‘Eternal Flame’
Susanna Hoffs is California personified, equal parts citrus and sunshine.
She’s a daughter of the Mamas & the Papas who loves Love, the under-appreciated L.A. band that prefaced the Doors’ bluster with beatific psychedelia.
She came to fame as a singer/guitarist for the Bangles, those darlings of the ’80s airwaves who have a rich pop-rock pedigree steeped in bands like the Turtles and the Troggs.
These roots were underscored a few nights ago, when, while channel surfing, Hoffs stumbled across a biography show on the Mamas & the Papas singer Michelle Phillips.
"It was so interesting to me," Hoffs recalls. "Our first single was just a little 45 that we made ourselves, very cheaply, and when I first brought that record to Rodney Bingenheimer, who was a big local DJ at K-Rock here, he was like, ‘Yeah, it sounds like the Mamas and the Mamas.’ That was a big part of our sound, and still is, those four-part harmonies."
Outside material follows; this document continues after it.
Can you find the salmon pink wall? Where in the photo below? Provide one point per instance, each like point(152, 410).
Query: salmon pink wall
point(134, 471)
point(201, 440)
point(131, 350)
While the Bangles may be best known for rosy-cheeked hits like "Manic Monday" and "Walk Like an Egyptian," the band first made a name for itself by scrapping it out in the L.A. rock underground, bashing out spunky garage pop, touring the country in a van for years before they finally hit the charts.
As an all-female quartet, they had few peers back then, and the band’s gender was always an issue.
"It was always a complex situation," Hoffs recalls. "There were very few female bands. It was the Go-Gos and us, basically, so we were always compared to each other. That was sort of interesting, because we kept saying, ‘Well, yeah, but why don’t you compare us to, I don’t know, R.E.M., a band that came out of the garage, was guitar-based, jangly, a combination of folk and pop?
"I’m not saying we’re like R.E.M.," she continues, "but why was the comparison always to the Go-Gos? I get the gender aspect of it, but the deeper musical thing was always sort of obscured."
And the Bangles were always a musical bunch. They were fond of setting growling guitars against layered, iridescent harmonies that floated skyward, tethered to nothing.
The young female rock bands who preceded the Bangles, like the Runaways, may have been dismissed as novelty, deservedly or not, but there was nothing to debate about this bunch when they emerged: They could play, and their early tunes were tighter than a clenched fist.
Hoffs sang of being a complicated girl in a voice that sounded both precocious and poised at once, like a brass Barbie, and the band flaunted a dirt-beneath-their-fingernails earthiness.
Of course, after the Bangles signed a major label deal, their material became increasingly more polished and stylized, and they always had to deal with record company types who wanted to market them as sexpots.
"I think that, taken to absolute extremes, is why we had this whole Britney Spears thing happen, which was so burlesque," Hoffs says. "We were just a band. There’s no denying that in rock ‘n’ roll there’s a sexual component. There’s something caught up in playing rock ‘n’ roll music that comes out of that, but there’s a difference between Chrissie Hynde and Britney Spears.
"When you’re a woman, or a girl, in this business, you’re always kind of looked at in a certain way, you’re a little under the microscope," she adds. "It’s just an odd thing, and I think there was an aspect of that and, ‘Oh, you guys play pretty well for girls.’ So we had to deal with that."
And Hoffs in particular.
She was the pin-up in the group, and was made the de facto face of the Bangles because of it, which caused tension in the band, ultimately leading them to split up in the late ’80s.
They eventually would re-group in 2000.
"I think what brought us together was partly me, being very naggy and calling them all and saying, ‘Wait, you guys, I think we have more songs to write,’ " Hoffs says. "I kind of got the wheels in motion a little bit, but I think after maybe eight years, everybody had a chance to settle into autonomous lives where we weren’t making decisions by committee and we felt like we could sort of explore it again."
The Bangles issued a spiky comeback record, "Doll Revolution," in 2003, but these days, they mostly play old favorites. And while some bands bristle at being defined by a handful of ubiquitous hits, the Bangles aren’t among them.
If they’re guilty of living in the past, well, Hoffs seems happy that the band still has a pulse to speak of.
"I love those songs," Hoffs says of signature songs like "Eternal Flame" and "Hazy Shade of Winter." "It’s so fun to play those songs and have kids of this whole new generation really digging that music. It really makes it all worthwhile. It’s like starting all over again."